British Resident to the Kingdom of Mysore
- In office 9 December 1937 – 1942
- Preceded by: Charles Terence Chichele Plowden
- Succeeded by: Denholm de Montalt Fraser

Chief Commissioner of Coorg Province
- In office 9 December 1937 – 1 July 1940
- Preceded by: Charles Terence Chichele Plowden
- Succeeded by: J. W. Pritchard

Personal details
- Born: 3 March 1887 Ireland
- Died: 22 November 1959 (aged 72) Mabane, Swaziland

= John de la Hay Gordon =

British army officer, administrator and diplomat

Lientenant-Colonel John de la Hay Gordon, (30 March 1887 – 22 December 1959) was a British army officer, administrator, and diplomat who served as Resident to the Mysore Kingdom from 1937 to 1942 and Chief Commissioner of Coorg Province from 1937 to 1940.

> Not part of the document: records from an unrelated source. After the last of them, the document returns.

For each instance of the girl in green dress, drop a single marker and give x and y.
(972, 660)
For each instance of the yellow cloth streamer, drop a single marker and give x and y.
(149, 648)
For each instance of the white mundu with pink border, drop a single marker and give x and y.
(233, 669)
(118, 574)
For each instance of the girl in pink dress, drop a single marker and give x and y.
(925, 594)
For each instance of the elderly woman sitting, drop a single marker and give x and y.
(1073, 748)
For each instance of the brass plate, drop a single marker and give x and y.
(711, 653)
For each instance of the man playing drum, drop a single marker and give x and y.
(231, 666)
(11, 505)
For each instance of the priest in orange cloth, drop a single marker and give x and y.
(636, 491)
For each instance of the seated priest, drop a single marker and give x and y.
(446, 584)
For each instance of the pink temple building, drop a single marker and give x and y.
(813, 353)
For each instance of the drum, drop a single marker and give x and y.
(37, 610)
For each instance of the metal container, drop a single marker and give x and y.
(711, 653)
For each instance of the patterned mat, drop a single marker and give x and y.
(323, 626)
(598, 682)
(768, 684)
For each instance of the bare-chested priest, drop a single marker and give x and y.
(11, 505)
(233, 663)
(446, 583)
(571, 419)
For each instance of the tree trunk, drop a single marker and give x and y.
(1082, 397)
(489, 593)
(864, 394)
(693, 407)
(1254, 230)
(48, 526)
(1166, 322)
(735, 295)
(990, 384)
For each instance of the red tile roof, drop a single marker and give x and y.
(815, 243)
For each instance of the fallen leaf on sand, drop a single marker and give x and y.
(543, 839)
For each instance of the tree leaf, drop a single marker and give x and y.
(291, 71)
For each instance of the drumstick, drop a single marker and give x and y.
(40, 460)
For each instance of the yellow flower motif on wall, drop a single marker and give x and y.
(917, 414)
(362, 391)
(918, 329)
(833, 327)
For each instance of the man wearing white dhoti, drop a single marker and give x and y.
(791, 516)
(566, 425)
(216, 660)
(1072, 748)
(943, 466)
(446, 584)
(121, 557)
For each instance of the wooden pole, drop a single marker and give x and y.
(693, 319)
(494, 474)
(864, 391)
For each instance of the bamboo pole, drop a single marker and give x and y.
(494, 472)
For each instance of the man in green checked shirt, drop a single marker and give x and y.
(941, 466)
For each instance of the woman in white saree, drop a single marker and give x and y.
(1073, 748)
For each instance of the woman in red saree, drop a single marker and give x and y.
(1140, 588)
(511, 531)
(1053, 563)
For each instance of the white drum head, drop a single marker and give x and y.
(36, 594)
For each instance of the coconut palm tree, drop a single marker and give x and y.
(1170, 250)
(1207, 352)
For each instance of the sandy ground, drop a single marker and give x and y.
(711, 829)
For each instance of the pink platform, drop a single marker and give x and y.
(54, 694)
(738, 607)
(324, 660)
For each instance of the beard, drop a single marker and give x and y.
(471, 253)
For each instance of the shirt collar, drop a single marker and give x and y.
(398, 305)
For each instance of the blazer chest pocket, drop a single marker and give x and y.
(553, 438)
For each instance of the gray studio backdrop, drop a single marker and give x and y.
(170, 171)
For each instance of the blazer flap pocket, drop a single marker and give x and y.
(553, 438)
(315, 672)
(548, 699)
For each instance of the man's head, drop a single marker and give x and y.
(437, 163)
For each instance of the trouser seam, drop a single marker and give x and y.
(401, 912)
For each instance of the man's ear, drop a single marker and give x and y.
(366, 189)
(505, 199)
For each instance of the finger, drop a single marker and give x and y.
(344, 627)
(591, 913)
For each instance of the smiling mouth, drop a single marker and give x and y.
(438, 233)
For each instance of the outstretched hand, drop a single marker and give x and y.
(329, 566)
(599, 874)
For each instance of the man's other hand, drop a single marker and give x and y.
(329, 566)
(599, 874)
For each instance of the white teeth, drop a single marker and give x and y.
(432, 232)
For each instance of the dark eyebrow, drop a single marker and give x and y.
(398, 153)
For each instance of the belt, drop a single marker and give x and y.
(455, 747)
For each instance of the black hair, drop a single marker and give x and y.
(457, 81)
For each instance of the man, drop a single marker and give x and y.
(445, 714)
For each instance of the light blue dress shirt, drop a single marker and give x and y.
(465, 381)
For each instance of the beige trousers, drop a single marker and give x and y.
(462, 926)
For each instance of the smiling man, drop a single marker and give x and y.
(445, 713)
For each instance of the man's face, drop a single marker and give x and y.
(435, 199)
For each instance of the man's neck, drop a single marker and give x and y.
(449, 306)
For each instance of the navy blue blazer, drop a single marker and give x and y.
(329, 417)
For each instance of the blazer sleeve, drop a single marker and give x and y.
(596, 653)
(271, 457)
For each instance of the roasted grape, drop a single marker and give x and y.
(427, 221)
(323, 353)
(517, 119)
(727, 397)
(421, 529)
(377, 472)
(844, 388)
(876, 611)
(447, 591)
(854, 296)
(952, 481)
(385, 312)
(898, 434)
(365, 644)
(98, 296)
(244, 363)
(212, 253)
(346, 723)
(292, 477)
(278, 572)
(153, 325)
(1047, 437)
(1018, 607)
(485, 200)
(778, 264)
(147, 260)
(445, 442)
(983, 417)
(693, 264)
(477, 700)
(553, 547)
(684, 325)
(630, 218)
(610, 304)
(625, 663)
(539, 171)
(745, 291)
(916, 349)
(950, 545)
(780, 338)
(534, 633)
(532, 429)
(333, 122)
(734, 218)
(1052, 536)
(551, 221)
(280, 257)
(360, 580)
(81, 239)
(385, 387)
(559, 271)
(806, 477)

== Early life and education ==

Gordon was born on 30 March 1887 to Alexander Hamilton Miller Haven Gordon and Ada Austen Eyre. He was educated at Rossall School at Fleetwood in Lancashire, United Kingdom and the Royal Military College at Sandhurst. Gordon joined the army in 1906 and was commissioned into the Royal Irish Regiment. His brothers were politician Sir Alexander Gordon and Sir Eyre Gordon.

== Army ==

Gordon was transferred to the Indian Army in 1908 and was appointed political officer of the Government of India in 1911. Gordon fought in the First World War and was mentioned in despatches twice. In 1936, Gordon was appointed military Governor-General of the Western Indian States Agency. On his retirement from the army in 1937, Gordon was appointed resident to the Mysore kingdom. While resident, Gordon also held office as the Chief Commissioner of the neighbouring Coorg Province.

On 1 July 1940, Coorg was separated from Mysore and a new Chief Commissioner was appointed to administer the province. The first Chief Commissioner to hold independent charge was J. W. Pritchard. Gordon remained Resident of Mysore till the end of his term in 1942.

== Honours ==

Gordon was awarded the Military Cross in 1916. He was made an officer of the Order of the British Empire in 1918, Companion of the Order of the Indian Empire in 1937 and Companion of the Order of the Star of India in 1941.

== Family life==
Gordon married Esme Violet Bevan on 5 October 1920 in Aden. He died on 22 December 1959 at Mabane, Swaziland aged 71.